Der junge Regisseur Max Lindemann eröffnete die Spielzeit am Berliner Ensemble mit seiner mittlerweile fünften Inszenierung. Im Neuen Haus bringt er den Arthur Miller-Klassiker „Death of a Salesmann“ von 1949 als präzise und realistisch inszeniertes Kammerspiel zur Aufführunge.
Aus dem Ensemble stechen vor allem Morgeneyer als trauerumflort-zerbrechliche Mutter, die den Untergang nicht aufhalten kann und zum Auftakt ihres zweiten Jahres am BE erstmals eine Rolle bekommt, die zu ihren vom benachbarten DT bekannten Stärken passt, und Gindorff als älterer Sohn hervor: sein Biff trägt die ganze Last der Erwartungen seines aufbrausenden Vaters auf seinen muskulösen Schultern und muss ihm beim Hummer-Abendessen die nächste Niederlage eingestehen.

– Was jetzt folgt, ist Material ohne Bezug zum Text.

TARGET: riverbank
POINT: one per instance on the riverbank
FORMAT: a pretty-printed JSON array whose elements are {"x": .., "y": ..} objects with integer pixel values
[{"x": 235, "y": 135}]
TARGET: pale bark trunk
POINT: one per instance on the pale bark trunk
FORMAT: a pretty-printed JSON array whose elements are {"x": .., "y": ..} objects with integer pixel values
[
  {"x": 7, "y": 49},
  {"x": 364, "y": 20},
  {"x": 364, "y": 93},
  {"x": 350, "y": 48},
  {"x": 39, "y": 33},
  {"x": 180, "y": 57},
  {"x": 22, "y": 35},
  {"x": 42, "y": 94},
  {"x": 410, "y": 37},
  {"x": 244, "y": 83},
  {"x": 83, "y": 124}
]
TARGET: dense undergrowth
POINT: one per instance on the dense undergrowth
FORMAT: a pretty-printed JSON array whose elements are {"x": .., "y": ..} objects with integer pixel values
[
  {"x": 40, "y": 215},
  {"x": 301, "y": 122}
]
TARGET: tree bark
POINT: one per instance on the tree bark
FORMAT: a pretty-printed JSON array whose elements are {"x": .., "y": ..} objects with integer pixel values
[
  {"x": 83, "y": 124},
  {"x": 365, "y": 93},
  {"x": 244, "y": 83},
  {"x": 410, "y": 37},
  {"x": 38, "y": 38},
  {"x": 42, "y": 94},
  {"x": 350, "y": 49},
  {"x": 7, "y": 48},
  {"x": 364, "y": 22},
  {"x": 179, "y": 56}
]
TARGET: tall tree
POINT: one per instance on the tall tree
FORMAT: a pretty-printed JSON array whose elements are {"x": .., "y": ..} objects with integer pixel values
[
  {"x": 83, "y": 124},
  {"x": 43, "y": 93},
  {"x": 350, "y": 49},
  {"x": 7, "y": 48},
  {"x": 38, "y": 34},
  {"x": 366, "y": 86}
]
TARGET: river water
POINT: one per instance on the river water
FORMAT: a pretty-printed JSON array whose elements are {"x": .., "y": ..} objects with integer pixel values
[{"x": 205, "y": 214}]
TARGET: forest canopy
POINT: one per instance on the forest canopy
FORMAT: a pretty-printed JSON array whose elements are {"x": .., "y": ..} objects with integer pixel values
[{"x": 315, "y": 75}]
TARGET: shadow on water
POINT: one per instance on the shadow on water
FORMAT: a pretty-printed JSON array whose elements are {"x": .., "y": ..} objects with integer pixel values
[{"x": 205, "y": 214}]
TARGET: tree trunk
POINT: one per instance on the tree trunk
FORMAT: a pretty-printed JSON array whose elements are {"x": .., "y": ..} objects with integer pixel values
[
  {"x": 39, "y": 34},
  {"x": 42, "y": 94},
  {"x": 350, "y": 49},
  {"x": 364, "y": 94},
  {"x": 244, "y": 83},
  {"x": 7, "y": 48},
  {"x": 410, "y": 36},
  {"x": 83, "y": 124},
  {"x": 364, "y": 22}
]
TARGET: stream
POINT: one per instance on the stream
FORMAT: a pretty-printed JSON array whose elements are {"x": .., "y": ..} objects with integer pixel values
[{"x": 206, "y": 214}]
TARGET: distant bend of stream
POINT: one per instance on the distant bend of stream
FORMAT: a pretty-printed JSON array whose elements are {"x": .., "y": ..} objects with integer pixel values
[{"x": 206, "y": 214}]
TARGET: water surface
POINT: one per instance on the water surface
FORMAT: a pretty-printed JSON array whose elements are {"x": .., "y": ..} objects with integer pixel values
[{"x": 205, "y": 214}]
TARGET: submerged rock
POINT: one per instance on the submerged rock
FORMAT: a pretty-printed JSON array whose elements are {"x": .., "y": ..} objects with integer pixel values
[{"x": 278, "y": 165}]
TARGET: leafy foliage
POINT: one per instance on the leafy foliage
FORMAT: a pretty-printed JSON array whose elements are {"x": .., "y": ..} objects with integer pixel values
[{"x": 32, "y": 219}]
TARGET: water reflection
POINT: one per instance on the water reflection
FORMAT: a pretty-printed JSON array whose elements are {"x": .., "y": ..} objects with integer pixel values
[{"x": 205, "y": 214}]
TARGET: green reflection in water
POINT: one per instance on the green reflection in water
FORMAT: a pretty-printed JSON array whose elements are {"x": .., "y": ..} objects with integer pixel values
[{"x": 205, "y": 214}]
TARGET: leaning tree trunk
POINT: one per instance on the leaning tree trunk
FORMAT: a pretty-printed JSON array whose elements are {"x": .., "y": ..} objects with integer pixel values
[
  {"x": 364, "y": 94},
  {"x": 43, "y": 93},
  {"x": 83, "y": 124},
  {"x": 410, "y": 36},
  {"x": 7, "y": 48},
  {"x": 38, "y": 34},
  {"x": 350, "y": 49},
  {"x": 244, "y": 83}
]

Das Ensemble ergänzen Martin Rentzsch in diversen kleineren Rollen als Chef und Onkel sowie Jannik Mühlenweg, der nach mehreren Jahren in Stuttgart und freiberuflicher Arbeit seinen Einstand als Ensemble-Mitglied in Berlin gab.
Lindemanns „Tod eines Handlungsreisenden“ ist eine schörkellose Inszenierung eines modernen Klassikers, die beim überwiegend älteren Publikum gut ankam. In Berlin war dieser Abgesang auf den „American dream“, der zum Kanon des ausgehenden 20. Jahrhunderts zählt, zuletzt 2017 am DT in Bastian Krafts Inszenierung zu sehen, die stark auf Uli Matthes zugeschnitten war. Nach der Traditionspflege auf der kleineren Bühne zum Saison-Auftakt mit einigen arrivierten Kräften aus dem Ensemble meldet sich am Wochenende Frank Castorf mit seiner ersten Berliner Inszenierung seit drei Jahren zurück, dafür hat ihm Intendant Oliver Reese ein überraschend junges Ensemble an die Seite gestellt.